Cette déclaration, en apparence modeste, constitue pourtant une première inflexion notable par rapport à l’approche développée dans l’exhortation apostolique Amoris laetitia (2016), où le mariage chrétien était souvent décrit comme un idéal à atteindre, et non comme une norme objective.Dans Amoris laetitia, le pape François adoptait une lecture graduelle de la vie morale, invitant à accompagner avec miséricorde les personnes en situation dite « irrégulière » notamment les couples vivant hors mariage ou après un divorce. Ces situations étaient perçues comme des réponses imparfaites à l’appel évangélique, mais potentiellement positives si elles s’inscrivaient dans une dynamique de croissance.

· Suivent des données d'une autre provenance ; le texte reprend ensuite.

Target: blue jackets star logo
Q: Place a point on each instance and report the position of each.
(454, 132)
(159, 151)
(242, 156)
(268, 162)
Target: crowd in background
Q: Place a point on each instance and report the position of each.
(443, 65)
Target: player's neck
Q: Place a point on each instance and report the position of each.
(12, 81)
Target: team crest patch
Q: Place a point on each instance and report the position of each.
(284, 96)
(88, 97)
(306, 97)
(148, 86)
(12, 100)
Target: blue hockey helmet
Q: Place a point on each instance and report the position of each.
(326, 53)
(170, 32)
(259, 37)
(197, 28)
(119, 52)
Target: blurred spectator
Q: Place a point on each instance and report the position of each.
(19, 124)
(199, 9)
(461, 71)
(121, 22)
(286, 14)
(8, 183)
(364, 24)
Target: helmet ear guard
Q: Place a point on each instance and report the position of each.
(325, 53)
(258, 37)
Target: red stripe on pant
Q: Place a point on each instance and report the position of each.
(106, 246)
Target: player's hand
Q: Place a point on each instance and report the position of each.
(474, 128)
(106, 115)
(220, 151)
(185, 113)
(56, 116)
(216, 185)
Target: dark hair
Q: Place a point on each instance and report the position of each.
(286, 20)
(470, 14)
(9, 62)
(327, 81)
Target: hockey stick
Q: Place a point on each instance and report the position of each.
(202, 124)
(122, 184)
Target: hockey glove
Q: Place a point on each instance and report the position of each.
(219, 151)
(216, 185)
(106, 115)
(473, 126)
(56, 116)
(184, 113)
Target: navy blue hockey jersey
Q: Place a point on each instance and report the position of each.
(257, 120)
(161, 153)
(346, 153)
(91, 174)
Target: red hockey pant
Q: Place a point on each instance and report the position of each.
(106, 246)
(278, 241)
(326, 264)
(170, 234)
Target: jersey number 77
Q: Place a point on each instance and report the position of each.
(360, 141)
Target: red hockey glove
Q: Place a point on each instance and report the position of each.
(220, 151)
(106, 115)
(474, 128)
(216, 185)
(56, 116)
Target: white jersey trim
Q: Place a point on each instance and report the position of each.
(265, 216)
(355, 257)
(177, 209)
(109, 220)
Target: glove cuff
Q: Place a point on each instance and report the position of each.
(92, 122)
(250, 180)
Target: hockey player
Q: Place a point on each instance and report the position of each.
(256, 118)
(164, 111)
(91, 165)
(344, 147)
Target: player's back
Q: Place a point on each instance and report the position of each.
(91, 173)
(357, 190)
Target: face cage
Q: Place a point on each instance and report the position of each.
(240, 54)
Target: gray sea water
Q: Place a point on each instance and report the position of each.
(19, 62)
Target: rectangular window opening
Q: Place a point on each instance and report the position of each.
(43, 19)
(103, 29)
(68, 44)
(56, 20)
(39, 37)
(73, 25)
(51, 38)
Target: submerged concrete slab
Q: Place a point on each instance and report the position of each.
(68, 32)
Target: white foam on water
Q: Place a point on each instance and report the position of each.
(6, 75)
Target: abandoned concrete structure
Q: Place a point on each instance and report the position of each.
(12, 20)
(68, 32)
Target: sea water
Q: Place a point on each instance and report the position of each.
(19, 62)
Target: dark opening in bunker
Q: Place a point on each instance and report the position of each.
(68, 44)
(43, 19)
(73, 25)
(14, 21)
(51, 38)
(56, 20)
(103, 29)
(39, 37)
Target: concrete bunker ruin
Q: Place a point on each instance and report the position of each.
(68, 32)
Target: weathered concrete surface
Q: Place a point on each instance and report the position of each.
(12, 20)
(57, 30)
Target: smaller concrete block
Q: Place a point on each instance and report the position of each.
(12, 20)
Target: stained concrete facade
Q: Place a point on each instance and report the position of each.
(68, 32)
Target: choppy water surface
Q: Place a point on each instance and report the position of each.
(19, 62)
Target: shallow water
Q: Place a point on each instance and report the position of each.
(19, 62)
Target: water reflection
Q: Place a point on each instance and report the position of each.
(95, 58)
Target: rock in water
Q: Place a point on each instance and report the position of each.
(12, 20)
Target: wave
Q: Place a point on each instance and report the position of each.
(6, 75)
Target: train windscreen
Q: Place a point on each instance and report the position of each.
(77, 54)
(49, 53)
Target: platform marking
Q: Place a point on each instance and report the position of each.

Léon XIV, sans contester cette dynamique d’accompagnement pastoral, rappelle avec une » douce fermeté » le caractère normatif du mariage chrétien, tel que défini par le magistère antérieur, notamment par Jean-Paul II dans Veritatis splendor. Il ne s’agit plus de viser un idéal lointain, mais de reconnaître une vérité à vivre, aujourd’hui, dans sa plénitude.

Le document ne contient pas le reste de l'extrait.